Generated by GPT-5-mini| General Transit Feed Specification | |
|---|---|
| Name | General Transit Feed Specification |
| Abbreviation | GTFS |
| Developer | Google Transit, Transit Cooperative Research Program, Metropolitan Transportation Authority (New York) |
| Initial release | 2005 |
| Stable release | 2.2 |
| License | Open specification |
General Transit Feed Specification
The General Transit Feed Specification is a standardized format for public transit schedule and associated geographic information used by agencies and developers worldwide. It enables interoperability between transit providers such as Metropolitan Transportation Authority (New York), Transport for London, SNCF, Deutsche Bahn and consumer applications like Google Maps, Apple Maps, Moovit and Transit (app). The specification has been adopted by municipal authorities including Chicago Transit Authority, Los Angeles County Metropolitan Transportation Authority, Toronto Transit Commission, Bay Area Rapid Transit, Washington Metropolitan Area Transit Authority and international operators such as MTA (Israel), JR East, RATP.
The specification defines a common CSV-based schema enabling agencies like Port Authority of New York and New Jersey, Metropolitan Transportation Authority (New York), WMATA, SEPTA and SNCF to publish schedules interoperable with platforms including Google Maps, Apple Maps, HERE Technologies and OpenTripPlanner. It supports static schedule data for operators such as Amtrak, VIA Rail, Deutsche Bahn and JR Central, and complements real-time protocols used by organizations like National Public Transport Access Nodes, Transport for London, SBB (Swiss Federal Railways) and Transport for NSW. The format is influenced by projects and funders including Google (company), U.S. Department of Transportation, European Commission, World Bank and standards bodies such as Open Geospatial Consortium.

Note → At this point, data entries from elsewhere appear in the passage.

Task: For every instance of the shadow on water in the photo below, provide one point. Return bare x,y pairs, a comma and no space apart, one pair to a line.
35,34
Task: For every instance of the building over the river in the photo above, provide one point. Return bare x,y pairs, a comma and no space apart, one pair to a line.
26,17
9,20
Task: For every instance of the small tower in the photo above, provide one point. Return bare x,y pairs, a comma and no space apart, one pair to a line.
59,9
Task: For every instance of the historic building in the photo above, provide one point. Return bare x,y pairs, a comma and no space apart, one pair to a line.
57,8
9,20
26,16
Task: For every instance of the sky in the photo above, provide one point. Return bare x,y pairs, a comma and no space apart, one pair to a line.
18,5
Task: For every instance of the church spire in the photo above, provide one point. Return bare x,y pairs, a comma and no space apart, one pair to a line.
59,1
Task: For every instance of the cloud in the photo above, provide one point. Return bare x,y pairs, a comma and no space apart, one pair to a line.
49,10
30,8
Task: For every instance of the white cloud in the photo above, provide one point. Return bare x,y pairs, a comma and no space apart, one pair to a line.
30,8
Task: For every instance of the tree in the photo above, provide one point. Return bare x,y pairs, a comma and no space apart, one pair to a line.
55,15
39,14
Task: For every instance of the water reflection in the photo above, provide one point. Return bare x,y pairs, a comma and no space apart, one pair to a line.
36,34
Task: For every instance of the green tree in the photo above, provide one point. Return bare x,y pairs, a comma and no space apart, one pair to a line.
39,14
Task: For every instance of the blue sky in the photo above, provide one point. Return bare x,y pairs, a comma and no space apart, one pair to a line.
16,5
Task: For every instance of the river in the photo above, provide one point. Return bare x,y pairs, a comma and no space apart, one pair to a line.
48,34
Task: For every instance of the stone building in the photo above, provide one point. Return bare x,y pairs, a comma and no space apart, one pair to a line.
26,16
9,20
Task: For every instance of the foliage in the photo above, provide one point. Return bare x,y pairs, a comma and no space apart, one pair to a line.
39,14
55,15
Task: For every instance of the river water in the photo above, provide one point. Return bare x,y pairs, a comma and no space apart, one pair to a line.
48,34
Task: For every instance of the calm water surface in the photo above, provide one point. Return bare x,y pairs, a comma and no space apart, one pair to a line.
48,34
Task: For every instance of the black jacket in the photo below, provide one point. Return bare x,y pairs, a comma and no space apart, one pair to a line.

Feeds are packaged as ZIP archives containing plain-text CSV files named by domain concepts used by agencies like Metropolitan Transportation Authority (New York), Chicago Transit Authority, Transport for London and Transport for NSW. Core files include agency, routes, trips, stop_times, stops and calendar that mirror entities managed by institutions such as Bay Area Rapid Transit, RATP, SNCF and Deutsche Bahn. The schema aligns with geospatial datasets produced by organizations like Esri, OpenStreetMap, National Oceanic and Atmospheric Administration and is often combined with routing engines such as OpenTripPlanner, GraphHopper, Valhalla and OSRM.
The specification enumerates fields that describe agencies, routes, trips, stops, calendars, frequencies and fare attributes used by operators including Amtrak, VIA Rail, JR East and MTA (Israel). Fields reference identifiers and foreign-key relationships similar to schemas from PostgreSQL, MySQL, SQLite and are validated against expectations by tools maintained by groups like Google (company), Transitland, MobilityData and NREL. Extensions for real-time and frequency-based services draw on protocols implemented by National Transit Database, European Railway Agency, TransLink (Vancouver) and regional agencies such as Caltrain.
Transit agencies including Metropolitan Transportation Authority (New York), Chicago Transit Authority, Transport for London, Transport for NSW and private operators like FlixTrain publish feeds consumed by trip planners, journey planners and multimodal applications such as Google Maps, Apple Maps, HERE Technologies, Moovit and Citymapper. Urban planners at institutions like MIT, University College London, TU Delft and UC Berkeley use the data for accessibility analysis, performance monitoring, ridership forecasting and integration with datasets from US Census Bureau, Eurostat, INEGI and Statistics Canada. Research projects funded by National Science Foundation, European Research Council and Horizon 2020 leverage the format to combine schedule data with sensor networks deployed by agencies such as SBB (Swiss Federal Railways.
A broad ecosystem of tools validates and manipulates feeds: validators and visualizers from Google (company), the open-source validator by Transitland, feed editors like OpenTripPlanner's tools, and quality-assurance platforms maintained by MobilityData, NREL and community projects hosted on GitHub. Developers integrate feeds into routing stacks such as OpenTripPlanner, GraphHopper, OSRM and Valhalla, and use GIS tools from QGIS, ArcGIS and libraries like GDAL and GeoPandas to analyze spatial attributes. Community initiatives and datasets are coordinated through organizations including TransitCenter, UITP, MobilityData and regional consortia such as TransLink (Vancouver).
The specification originated in 2005 with contributions from Google (company), TriMet, MTA (New York), Port Authority of New York and New Jersey and other early adopters. Governance evolved through stewardship by groups such as MobilityData, Transitland, Open Knowledge Foundation and coordination with agencies like U.S. Department of Transportation and Transport for London. Version updates have included schema additions for fares, shapes, frequencies and transfers, with implementation guidance and best practices published by institutions including National Renewable Energy Laboratory, Urban Institute and Institute of Transportation Engineers.